Твой XVIII век. Твой XIX век. Грань веков - Эйдельман Натан Яковлевич - Страница 55
- Предыдущая
- 55/201
- Следующая
Сопротивление Беннигсена раздражает Кутузова, и тут он достает ранее полученную царскую бумагу: Леонтия Леонтьевича из армии высылают.
1812–1813 гг. Новая, уже четвертая опала. Сначала в Калуге, потом все в том же, разоренном французами Закрете. Однако Александр I, «властитель слабый и лукавый», не хочет и чрезмерного торжества Кутузова. Милость Беннигсену постепенно возвращается.
1813–1814 гг. Беннигсен снова в действующей армии, войну завершает у Гамбурга.
После 1814 г. Получает высочайшие ордена, огромную денежную награду; но видны уже и контуры пятой опалы. Леонтий Леонтьевич послан командовать армией на Украину и Бессарабию. Он явно рассчитывал на большее. Устал…
В 1818-м, на 74-м году жизни просится в отставку. Царю пишет: «Прошу разрешить отъезд в мое прежнее отечество», в Ганновер (где только недавно скончалась его девяностолетняя мать).

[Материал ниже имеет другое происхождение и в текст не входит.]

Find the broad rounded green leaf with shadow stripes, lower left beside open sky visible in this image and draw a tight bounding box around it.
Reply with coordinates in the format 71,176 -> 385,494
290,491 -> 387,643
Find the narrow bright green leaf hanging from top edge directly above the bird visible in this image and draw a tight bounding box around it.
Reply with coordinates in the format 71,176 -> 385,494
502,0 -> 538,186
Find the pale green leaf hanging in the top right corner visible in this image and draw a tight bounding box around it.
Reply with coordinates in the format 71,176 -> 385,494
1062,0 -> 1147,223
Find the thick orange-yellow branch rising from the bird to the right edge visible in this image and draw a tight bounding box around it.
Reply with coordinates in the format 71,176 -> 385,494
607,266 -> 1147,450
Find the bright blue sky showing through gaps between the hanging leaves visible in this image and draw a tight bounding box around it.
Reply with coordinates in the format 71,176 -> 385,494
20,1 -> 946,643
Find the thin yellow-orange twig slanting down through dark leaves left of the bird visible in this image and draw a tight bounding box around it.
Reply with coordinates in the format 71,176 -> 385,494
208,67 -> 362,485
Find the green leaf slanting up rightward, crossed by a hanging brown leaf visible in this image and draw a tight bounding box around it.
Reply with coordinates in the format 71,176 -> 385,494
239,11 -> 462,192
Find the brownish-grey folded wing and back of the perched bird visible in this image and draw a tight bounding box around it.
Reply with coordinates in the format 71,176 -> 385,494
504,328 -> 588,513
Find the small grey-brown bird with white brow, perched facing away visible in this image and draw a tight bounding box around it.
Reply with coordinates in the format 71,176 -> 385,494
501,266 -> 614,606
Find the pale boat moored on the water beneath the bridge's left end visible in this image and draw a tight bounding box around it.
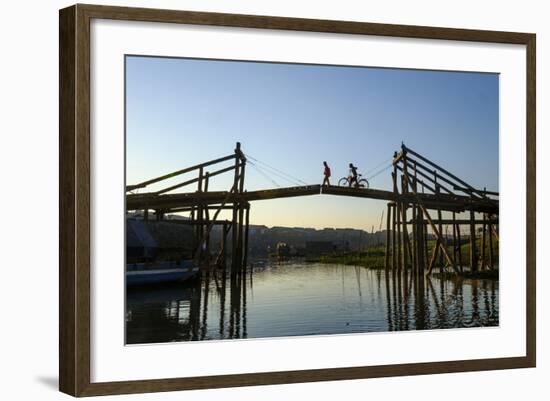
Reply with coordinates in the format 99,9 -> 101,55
126,260 -> 199,286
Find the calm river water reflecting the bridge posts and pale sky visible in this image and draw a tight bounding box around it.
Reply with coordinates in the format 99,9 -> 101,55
126,261 -> 499,344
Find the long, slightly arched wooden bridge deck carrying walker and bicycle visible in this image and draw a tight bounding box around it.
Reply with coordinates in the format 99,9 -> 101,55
126,185 -> 498,213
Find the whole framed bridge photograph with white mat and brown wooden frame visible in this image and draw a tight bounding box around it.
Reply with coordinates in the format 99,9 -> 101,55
59,5 -> 536,396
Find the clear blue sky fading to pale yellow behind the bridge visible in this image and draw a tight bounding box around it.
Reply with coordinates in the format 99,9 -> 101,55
126,56 -> 499,231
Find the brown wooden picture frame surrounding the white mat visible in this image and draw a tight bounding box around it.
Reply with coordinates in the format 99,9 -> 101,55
59,5 -> 536,396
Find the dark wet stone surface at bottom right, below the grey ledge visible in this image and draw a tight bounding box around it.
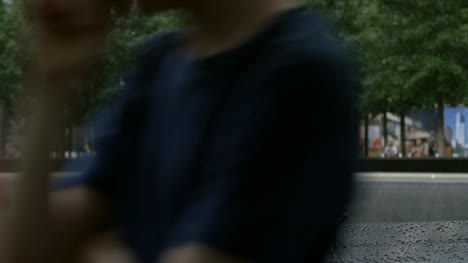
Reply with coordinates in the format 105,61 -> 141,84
327,221 -> 468,263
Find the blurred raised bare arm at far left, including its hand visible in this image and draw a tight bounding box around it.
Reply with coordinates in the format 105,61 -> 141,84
0,0 -> 130,263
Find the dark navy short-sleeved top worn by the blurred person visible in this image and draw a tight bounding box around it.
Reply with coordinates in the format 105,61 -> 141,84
77,10 -> 358,263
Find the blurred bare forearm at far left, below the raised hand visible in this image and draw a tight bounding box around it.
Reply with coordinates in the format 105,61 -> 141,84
0,94 -> 111,263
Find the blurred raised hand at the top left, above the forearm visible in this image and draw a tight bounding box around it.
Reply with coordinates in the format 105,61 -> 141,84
25,0 -> 130,88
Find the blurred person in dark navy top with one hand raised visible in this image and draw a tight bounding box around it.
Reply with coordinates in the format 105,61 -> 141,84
0,0 -> 357,263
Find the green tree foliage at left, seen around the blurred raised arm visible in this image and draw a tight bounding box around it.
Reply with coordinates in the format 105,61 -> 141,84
0,5 -> 185,154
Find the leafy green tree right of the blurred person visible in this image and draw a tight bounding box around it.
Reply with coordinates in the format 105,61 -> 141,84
350,0 -> 468,156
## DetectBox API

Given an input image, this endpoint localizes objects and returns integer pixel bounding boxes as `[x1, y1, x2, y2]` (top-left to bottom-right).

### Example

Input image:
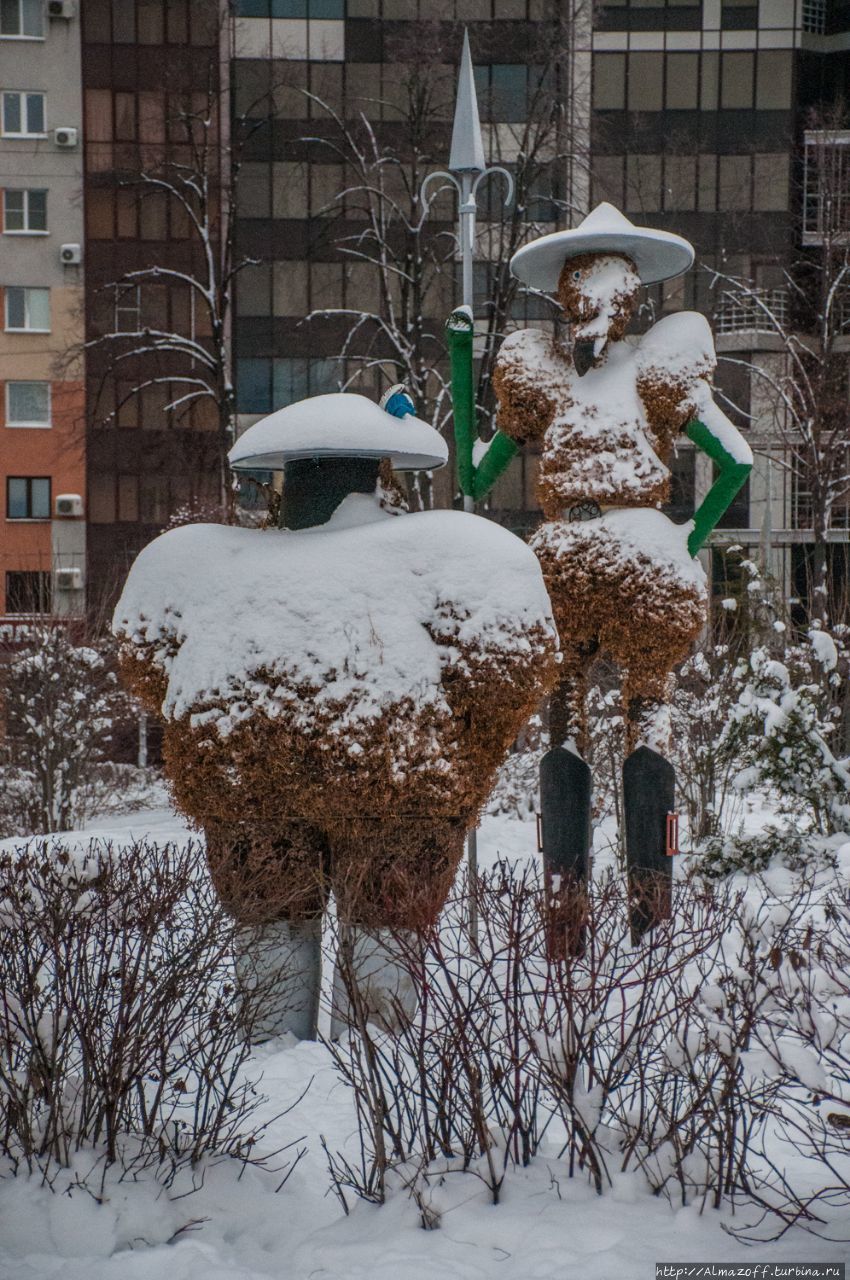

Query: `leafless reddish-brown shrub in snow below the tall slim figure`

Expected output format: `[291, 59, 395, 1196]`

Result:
[322, 864, 850, 1225]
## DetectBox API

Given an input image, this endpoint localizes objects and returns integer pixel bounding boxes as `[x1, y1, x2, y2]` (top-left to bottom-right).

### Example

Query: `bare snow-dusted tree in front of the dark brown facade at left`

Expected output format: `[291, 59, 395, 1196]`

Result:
[86, 11, 280, 509]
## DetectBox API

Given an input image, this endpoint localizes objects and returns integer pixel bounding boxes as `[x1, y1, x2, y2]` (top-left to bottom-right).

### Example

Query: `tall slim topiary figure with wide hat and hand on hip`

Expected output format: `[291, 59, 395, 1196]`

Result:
[494, 205, 753, 947]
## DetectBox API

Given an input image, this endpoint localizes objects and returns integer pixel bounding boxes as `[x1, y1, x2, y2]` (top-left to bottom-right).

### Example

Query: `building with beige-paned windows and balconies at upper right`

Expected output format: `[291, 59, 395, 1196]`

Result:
[591, 0, 850, 614]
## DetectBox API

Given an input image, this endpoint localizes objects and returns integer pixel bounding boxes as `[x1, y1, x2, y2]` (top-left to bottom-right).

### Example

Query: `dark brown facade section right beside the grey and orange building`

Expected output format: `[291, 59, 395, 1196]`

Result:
[82, 0, 227, 612]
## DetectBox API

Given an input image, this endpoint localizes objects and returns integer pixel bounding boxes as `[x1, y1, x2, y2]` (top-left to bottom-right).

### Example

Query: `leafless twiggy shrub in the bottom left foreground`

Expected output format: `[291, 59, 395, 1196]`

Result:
[0, 840, 305, 1187]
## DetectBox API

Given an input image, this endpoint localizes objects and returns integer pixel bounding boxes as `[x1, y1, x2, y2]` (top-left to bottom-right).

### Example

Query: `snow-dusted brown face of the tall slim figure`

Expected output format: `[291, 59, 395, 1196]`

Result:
[558, 253, 640, 375]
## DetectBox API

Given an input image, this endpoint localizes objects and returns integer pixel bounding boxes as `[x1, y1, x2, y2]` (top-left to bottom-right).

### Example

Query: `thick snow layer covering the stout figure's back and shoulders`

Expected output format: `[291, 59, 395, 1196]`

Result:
[113, 511, 558, 735]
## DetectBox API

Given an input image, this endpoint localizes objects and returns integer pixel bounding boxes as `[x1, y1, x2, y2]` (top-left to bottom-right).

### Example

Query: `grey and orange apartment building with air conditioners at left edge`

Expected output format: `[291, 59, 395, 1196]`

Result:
[0, 0, 86, 620]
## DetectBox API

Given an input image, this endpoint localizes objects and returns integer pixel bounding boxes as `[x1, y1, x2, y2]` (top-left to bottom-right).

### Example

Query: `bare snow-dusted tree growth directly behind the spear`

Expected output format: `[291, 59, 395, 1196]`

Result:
[303, 12, 591, 506]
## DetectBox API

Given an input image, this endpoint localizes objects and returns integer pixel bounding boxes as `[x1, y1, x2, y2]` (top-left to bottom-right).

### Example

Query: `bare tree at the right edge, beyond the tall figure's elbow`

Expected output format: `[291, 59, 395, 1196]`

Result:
[714, 108, 850, 621]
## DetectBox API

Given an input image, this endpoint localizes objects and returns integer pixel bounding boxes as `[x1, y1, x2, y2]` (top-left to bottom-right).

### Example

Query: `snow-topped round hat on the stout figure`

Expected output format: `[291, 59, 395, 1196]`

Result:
[228, 392, 448, 471]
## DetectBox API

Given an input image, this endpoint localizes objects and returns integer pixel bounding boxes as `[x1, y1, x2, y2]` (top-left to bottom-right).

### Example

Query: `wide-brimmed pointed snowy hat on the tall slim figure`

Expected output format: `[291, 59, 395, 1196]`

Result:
[511, 204, 694, 292]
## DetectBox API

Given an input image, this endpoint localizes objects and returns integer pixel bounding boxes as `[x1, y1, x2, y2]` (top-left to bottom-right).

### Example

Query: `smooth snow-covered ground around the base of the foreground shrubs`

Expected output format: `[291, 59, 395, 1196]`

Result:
[0, 808, 850, 1280]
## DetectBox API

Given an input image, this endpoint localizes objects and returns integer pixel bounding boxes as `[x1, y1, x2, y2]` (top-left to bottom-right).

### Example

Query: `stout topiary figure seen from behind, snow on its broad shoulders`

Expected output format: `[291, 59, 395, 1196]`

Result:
[114, 393, 557, 1034]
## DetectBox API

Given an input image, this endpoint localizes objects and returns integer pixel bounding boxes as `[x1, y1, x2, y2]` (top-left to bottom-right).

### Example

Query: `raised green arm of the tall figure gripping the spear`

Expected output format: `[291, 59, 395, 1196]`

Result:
[445, 307, 517, 502]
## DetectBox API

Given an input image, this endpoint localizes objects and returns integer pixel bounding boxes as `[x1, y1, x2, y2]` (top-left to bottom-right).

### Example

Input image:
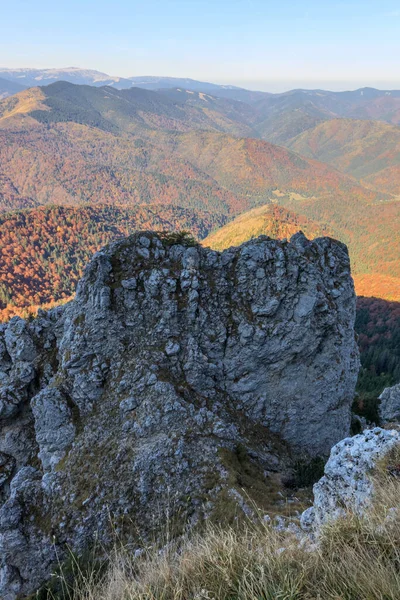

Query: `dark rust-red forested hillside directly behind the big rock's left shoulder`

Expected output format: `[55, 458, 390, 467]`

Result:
[0, 206, 224, 320]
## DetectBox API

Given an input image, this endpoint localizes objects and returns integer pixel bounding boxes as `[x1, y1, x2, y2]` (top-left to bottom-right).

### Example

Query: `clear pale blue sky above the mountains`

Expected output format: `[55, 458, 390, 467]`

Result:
[0, 0, 400, 92]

Молодая жена, семеро детей в возрасте от семи до пятидесяти четырех лет, внуки и правнуки, награды и ценности, многолетний архив — все отныне сосредоточивается в отцовском замке Бантельн. И секретные мемуары, если они велись; записки о 1801-м, 1807-м, 1812-м и многих других любопытных датах.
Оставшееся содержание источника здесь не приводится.